Major General T.T. Ranjith de Silva, RWP, RSP, USP, psc was a Sri Lankan army general. He served as Security Forces Commander – Eastern Province and District Secretary, Trincomalee District. He is known for leading the defence of the Sri Lanka Army garrison in Pooneryn during the Battle of Pooneryn.

Silva received his education at Dharmapala Vidyalaya and joined the Sri Lanka Army in 1972 as a cadet officer. Having completed his officer training at the Sri Lanka Military Academy, he was commissioned into the Sri Lanka Light Infantry as a Second Lieutenant in the Regular Force.

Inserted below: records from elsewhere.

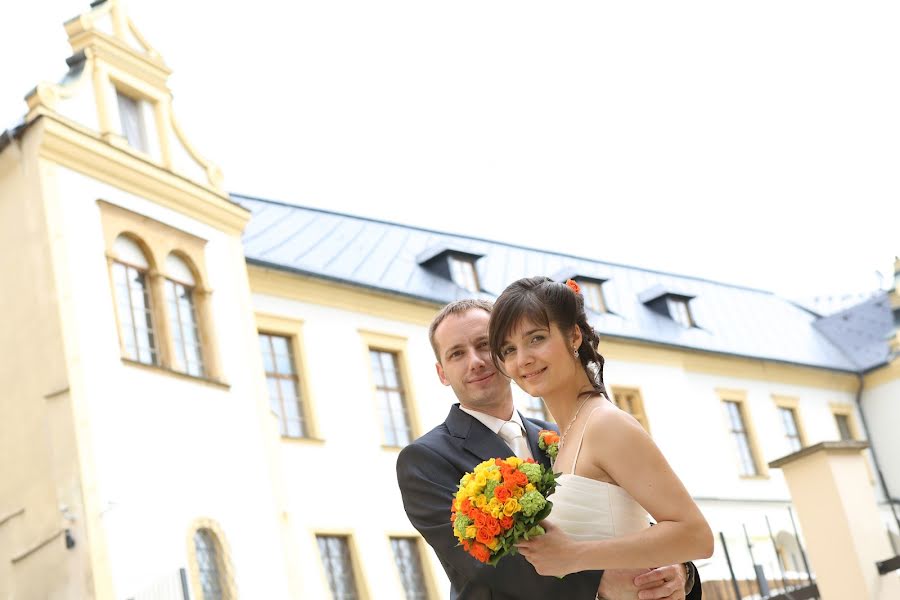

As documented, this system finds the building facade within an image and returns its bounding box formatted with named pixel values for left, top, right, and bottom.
left=0, top=0, right=900, bottom=599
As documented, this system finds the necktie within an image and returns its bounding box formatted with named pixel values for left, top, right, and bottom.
left=500, top=421, right=531, bottom=459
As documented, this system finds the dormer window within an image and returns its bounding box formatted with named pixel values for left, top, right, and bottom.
left=116, top=89, right=150, bottom=153
left=639, top=285, right=697, bottom=328
left=448, top=254, right=480, bottom=294
left=416, top=246, right=482, bottom=294
left=575, top=277, right=609, bottom=314
left=666, top=296, right=694, bottom=327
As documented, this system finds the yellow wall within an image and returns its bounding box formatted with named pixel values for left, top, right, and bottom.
left=0, top=127, right=93, bottom=598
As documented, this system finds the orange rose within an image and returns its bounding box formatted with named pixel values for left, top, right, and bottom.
left=470, top=542, right=491, bottom=563
left=494, top=485, right=512, bottom=502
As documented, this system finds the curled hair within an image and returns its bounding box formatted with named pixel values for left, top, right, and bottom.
left=488, top=277, right=609, bottom=398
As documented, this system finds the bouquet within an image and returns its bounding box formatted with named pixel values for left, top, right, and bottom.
left=450, top=456, right=556, bottom=565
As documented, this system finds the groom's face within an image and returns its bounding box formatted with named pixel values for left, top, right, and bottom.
left=434, top=308, right=512, bottom=412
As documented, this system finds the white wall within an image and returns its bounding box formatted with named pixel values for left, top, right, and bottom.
left=50, top=168, right=287, bottom=598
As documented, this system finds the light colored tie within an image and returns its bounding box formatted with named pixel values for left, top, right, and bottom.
left=500, top=421, right=532, bottom=459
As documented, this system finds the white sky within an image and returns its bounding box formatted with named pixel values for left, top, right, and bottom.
left=0, top=0, right=900, bottom=297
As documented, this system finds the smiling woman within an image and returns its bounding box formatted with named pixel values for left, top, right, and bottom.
left=489, top=277, right=713, bottom=579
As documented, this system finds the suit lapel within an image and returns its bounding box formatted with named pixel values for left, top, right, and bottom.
left=445, top=404, right=513, bottom=461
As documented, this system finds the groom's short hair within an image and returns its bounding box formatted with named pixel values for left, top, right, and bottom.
left=428, top=298, right=494, bottom=362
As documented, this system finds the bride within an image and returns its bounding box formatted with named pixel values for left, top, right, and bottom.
left=488, top=277, right=713, bottom=576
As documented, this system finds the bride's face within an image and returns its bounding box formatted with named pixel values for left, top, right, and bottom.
left=500, top=319, right=580, bottom=397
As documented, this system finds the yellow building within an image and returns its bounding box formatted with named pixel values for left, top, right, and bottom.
left=0, top=0, right=900, bottom=599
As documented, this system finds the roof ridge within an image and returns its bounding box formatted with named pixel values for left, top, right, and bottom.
left=236, top=192, right=780, bottom=297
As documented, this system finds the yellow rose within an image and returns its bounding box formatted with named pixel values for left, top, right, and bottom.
left=503, top=498, right=520, bottom=517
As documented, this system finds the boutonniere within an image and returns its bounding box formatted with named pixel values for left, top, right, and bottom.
left=538, top=429, right=559, bottom=460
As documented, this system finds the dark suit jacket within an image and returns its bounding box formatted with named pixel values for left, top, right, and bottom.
left=397, top=404, right=703, bottom=600
left=397, top=404, right=602, bottom=600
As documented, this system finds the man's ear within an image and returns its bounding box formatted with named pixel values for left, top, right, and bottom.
left=434, top=363, right=450, bottom=385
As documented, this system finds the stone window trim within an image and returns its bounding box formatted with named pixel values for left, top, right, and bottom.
left=254, top=312, right=323, bottom=443
left=187, top=517, right=238, bottom=600
left=386, top=531, right=440, bottom=599
left=772, top=394, right=809, bottom=448
left=312, top=529, right=372, bottom=600
left=716, top=388, right=769, bottom=479
left=357, top=329, right=422, bottom=449
left=97, top=200, right=226, bottom=384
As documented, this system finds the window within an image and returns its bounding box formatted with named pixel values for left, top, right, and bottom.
left=166, top=254, right=203, bottom=377
left=448, top=254, right=481, bottom=293
left=391, top=538, right=428, bottom=600
left=520, top=394, right=547, bottom=421
left=725, top=400, right=760, bottom=477
left=834, top=415, right=853, bottom=441
left=666, top=296, right=694, bottom=327
left=194, top=529, right=225, bottom=600
left=116, top=90, right=149, bottom=152
left=259, top=332, right=308, bottom=438
left=369, top=348, right=412, bottom=446
left=97, top=200, right=222, bottom=383
left=778, top=406, right=803, bottom=452
left=578, top=279, right=609, bottom=313
left=316, top=535, right=359, bottom=600
left=112, top=235, right=159, bottom=365
left=612, top=387, right=650, bottom=433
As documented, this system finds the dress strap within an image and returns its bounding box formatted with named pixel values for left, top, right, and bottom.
left=572, top=406, right=600, bottom=475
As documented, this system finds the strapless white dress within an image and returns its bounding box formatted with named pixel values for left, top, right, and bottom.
left=547, top=407, right=650, bottom=540
left=547, top=473, right=650, bottom=540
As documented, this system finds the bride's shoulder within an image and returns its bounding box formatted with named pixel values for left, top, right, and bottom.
left=586, top=399, right=644, bottom=442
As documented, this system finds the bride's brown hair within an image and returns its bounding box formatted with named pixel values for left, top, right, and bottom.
left=488, top=277, right=609, bottom=398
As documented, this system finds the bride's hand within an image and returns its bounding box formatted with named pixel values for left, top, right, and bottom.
left=516, top=521, right=580, bottom=577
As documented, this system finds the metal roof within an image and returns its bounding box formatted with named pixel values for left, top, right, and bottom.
left=232, top=194, right=887, bottom=372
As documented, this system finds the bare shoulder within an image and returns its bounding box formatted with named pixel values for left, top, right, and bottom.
left=585, top=400, right=646, bottom=443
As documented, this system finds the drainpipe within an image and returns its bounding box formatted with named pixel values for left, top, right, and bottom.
left=856, top=373, right=900, bottom=540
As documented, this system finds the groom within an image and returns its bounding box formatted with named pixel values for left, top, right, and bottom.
left=397, top=300, right=701, bottom=600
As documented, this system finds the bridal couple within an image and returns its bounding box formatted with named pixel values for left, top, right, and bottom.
left=397, top=277, right=713, bottom=600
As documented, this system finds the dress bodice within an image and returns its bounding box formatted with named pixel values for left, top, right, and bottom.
left=547, top=407, right=650, bottom=540
left=548, top=473, right=650, bottom=540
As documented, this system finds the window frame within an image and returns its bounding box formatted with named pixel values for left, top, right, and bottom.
left=187, top=517, right=238, bottom=600
left=666, top=294, right=697, bottom=329
left=575, top=277, right=610, bottom=315
left=447, top=252, right=481, bottom=294
left=387, top=532, right=440, bottom=600
left=97, top=200, right=222, bottom=386
left=610, top=385, right=652, bottom=435
left=108, top=243, right=162, bottom=367
left=312, top=529, right=371, bottom=600
left=358, top=329, right=422, bottom=451
left=716, top=388, right=769, bottom=479
left=255, top=313, right=324, bottom=443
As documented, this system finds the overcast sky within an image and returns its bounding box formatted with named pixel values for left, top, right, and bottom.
left=0, top=0, right=900, bottom=304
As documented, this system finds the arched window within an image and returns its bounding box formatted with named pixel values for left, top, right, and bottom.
left=112, top=235, right=159, bottom=365
left=166, top=254, right=204, bottom=377
left=194, top=528, right=226, bottom=600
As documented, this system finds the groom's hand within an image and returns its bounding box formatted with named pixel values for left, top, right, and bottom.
left=632, top=565, right=687, bottom=600
left=597, top=569, right=652, bottom=600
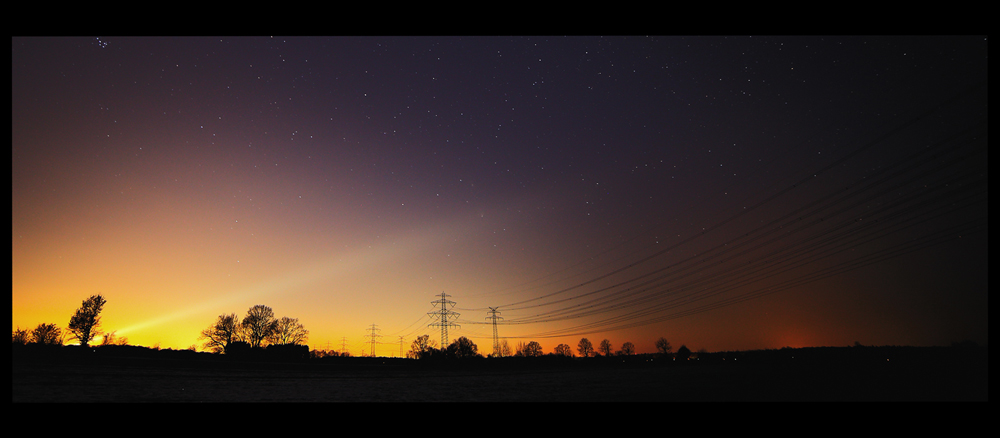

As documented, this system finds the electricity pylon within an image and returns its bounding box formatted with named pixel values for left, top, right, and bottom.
left=486, top=307, right=503, bottom=357
left=427, top=292, right=460, bottom=349
left=365, top=324, right=382, bottom=357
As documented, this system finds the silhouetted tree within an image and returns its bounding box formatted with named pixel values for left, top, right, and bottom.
left=69, top=294, right=107, bottom=347
left=268, top=316, right=309, bottom=345
left=500, top=339, right=514, bottom=357
left=101, top=331, right=128, bottom=347
left=31, top=323, right=63, bottom=345
left=555, top=344, right=573, bottom=357
left=10, top=327, right=31, bottom=345
left=598, top=339, right=614, bottom=356
left=677, top=345, right=691, bottom=360
left=620, top=341, right=635, bottom=356
left=243, top=304, right=278, bottom=348
left=447, top=336, right=479, bottom=359
left=656, top=337, right=673, bottom=354
left=198, top=313, right=242, bottom=353
left=406, top=335, right=437, bottom=359
left=576, top=338, right=594, bottom=357
left=516, top=341, right=543, bottom=357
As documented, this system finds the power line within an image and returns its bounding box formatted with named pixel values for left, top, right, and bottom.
left=428, top=292, right=459, bottom=348
left=365, top=324, right=382, bottom=357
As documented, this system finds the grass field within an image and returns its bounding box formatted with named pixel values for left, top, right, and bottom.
left=12, top=347, right=989, bottom=402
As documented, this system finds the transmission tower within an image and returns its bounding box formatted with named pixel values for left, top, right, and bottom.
left=486, top=307, right=503, bottom=357
left=427, top=292, right=460, bottom=348
left=365, top=324, right=382, bottom=357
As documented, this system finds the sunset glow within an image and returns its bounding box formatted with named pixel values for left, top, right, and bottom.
left=11, top=36, right=988, bottom=356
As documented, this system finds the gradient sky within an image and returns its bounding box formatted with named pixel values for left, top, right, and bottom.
left=11, top=36, right=989, bottom=356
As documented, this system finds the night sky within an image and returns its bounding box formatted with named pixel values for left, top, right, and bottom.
left=11, top=36, right=989, bottom=356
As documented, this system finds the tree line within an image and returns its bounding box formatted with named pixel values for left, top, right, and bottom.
left=198, top=304, right=309, bottom=353
left=406, top=335, right=691, bottom=359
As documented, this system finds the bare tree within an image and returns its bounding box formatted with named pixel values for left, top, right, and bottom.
left=576, top=338, right=594, bottom=357
left=10, top=327, right=31, bottom=345
left=555, top=344, right=573, bottom=357
left=31, top=323, right=63, bottom=345
left=619, top=341, right=635, bottom=356
left=500, top=339, right=514, bottom=357
left=656, top=337, right=673, bottom=354
left=243, top=304, right=278, bottom=348
left=198, top=313, right=242, bottom=353
left=268, top=316, right=309, bottom=345
left=447, top=336, right=479, bottom=359
left=101, top=330, right=128, bottom=347
left=406, top=335, right=437, bottom=359
left=598, top=339, right=614, bottom=356
left=516, top=341, right=542, bottom=357
left=69, top=294, right=107, bottom=347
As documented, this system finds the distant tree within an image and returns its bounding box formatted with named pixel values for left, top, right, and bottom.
left=69, top=294, right=107, bottom=347
left=243, top=304, right=278, bottom=348
left=31, top=323, right=63, bottom=345
left=268, top=316, right=309, bottom=345
left=656, top=337, right=673, bottom=354
left=555, top=344, right=573, bottom=357
left=620, top=341, right=635, bottom=356
left=101, top=331, right=128, bottom=347
left=447, top=336, right=479, bottom=359
left=677, top=345, right=691, bottom=360
left=10, top=327, right=31, bottom=345
left=198, top=313, right=243, bottom=353
left=500, top=339, right=514, bottom=357
left=406, top=335, right=437, bottom=359
left=576, top=338, right=594, bottom=357
left=517, top=341, right=543, bottom=357
left=597, top=339, right=614, bottom=356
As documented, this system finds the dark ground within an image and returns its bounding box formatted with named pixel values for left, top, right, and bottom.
left=12, top=347, right=989, bottom=403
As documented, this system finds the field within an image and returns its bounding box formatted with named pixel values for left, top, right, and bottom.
left=12, top=347, right=989, bottom=403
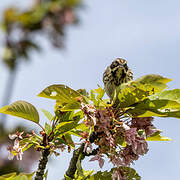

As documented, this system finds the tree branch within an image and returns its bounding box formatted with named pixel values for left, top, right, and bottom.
left=34, top=149, right=50, bottom=180
left=65, top=133, right=98, bottom=179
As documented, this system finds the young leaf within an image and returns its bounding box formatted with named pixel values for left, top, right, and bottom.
left=0, top=101, right=39, bottom=123
left=38, top=84, right=82, bottom=106
left=57, top=101, right=81, bottom=111
left=128, top=99, right=180, bottom=118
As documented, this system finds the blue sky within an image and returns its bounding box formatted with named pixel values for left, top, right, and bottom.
left=0, top=0, right=180, bottom=180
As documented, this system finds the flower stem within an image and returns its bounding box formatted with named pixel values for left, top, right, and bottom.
left=34, top=149, right=50, bottom=180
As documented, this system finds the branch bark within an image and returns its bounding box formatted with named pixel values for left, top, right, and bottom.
left=64, top=133, right=97, bottom=179
left=34, top=149, right=50, bottom=180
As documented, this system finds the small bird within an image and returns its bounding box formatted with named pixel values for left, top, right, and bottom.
left=103, top=58, right=133, bottom=104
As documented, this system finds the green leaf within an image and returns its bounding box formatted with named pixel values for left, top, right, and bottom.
left=0, top=172, right=34, bottom=180
left=136, top=74, right=172, bottom=91
left=150, top=89, right=180, bottom=103
left=146, top=134, right=172, bottom=141
left=12, top=173, right=34, bottom=180
left=38, top=84, right=82, bottom=106
left=45, top=122, right=52, bottom=135
left=41, top=109, right=53, bottom=121
left=118, top=74, right=170, bottom=108
left=0, top=101, right=39, bottom=123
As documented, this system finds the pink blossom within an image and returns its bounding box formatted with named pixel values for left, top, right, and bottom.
left=112, top=169, right=126, bottom=180
left=9, top=131, right=24, bottom=140
left=125, top=128, right=148, bottom=155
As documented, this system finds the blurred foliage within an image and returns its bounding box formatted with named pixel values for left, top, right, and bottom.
left=1, top=0, right=81, bottom=70
left=0, top=0, right=81, bottom=175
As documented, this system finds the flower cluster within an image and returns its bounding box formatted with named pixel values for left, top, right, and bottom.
left=81, top=103, right=158, bottom=172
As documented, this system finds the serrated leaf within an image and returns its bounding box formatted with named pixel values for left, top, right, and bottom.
left=41, top=109, right=53, bottom=121
left=136, top=74, right=172, bottom=88
left=38, top=84, right=82, bottom=106
left=61, top=101, right=81, bottom=111
left=128, top=99, right=180, bottom=118
left=118, top=74, right=170, bottom=108
left=0, top=172, right=16, bottom=180
left=146, top=134, right=172, bottom=141
left=45, top=122, right=52, bottom=135
left=0, top=101, right=39, bottom=123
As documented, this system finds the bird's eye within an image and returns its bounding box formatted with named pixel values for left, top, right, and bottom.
left=110, top=61, right=119, bottom=69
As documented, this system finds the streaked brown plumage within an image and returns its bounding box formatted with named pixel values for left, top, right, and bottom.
left=103, top=58, right=133, bottom=101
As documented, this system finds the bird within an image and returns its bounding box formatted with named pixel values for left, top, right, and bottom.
left=103, top=58, right=133, bottom=105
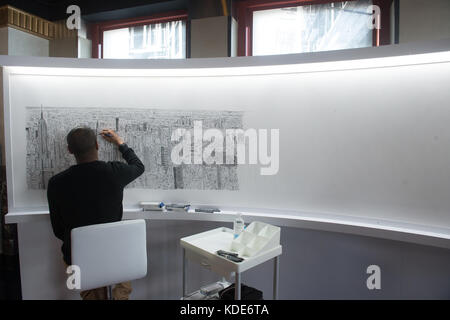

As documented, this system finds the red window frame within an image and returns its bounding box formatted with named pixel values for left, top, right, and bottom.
left=234, top=0, right=393, bottom=56
left=88, top=10, right=188, bottom=58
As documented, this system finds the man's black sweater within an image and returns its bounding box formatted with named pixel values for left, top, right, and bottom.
left=47, top=144, right=144, bottom=265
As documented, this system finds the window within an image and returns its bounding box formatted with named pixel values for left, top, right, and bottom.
left=253, top=0, right=372, bottom=55
left=92, top=12, right=187, bottom=59
left=237, top=0, right=392, bottom=56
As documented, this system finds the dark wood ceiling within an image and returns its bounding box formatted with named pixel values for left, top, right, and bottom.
left=0, top=0, right=187, bottom=21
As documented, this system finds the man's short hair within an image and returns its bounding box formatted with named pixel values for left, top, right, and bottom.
left=67, top=127, right=97, bottom=156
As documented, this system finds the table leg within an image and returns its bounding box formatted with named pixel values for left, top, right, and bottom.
left=234, top=272, right=241, bottom=300
left=273, top=256, right=280, bottom=300
left=183, top=248, right=187, bottom=298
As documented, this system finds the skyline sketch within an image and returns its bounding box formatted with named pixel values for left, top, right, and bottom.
left=25, top=106, right=242, bottom=190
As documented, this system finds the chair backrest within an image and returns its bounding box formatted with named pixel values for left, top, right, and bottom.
left=71, top=220, right=147, bottom=290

In January 1991, he was appointed commanding officer of the 1st Battalion, Sri Lanka Light Infantry and that year attended the advanced infantry officers course at the United States Army Infantry School at Fort Benning. The 1st Battalion, Sri Lanka Light Infantry was stationed at Pooneryn when the Pooneryn garrison was attacked by the LTTE on 11 November 1993. With the defense perimeter breached, and the battalion headquarters of the 3rd Battalion, Gajaba Regiment over run and the two T-54A main battle tanks in the garrison captured; Major Ranjith de Silva lead the remaining troops in a desperate defense around the battalion headquarters of the 1st Sri Lanka Light Infantry until reinforcements arrived three days later. He received a field promotion for preventing the complete fall of the garrison to Colonel. He served as the Centre Commandant of the Sri Lanka Light Infantry.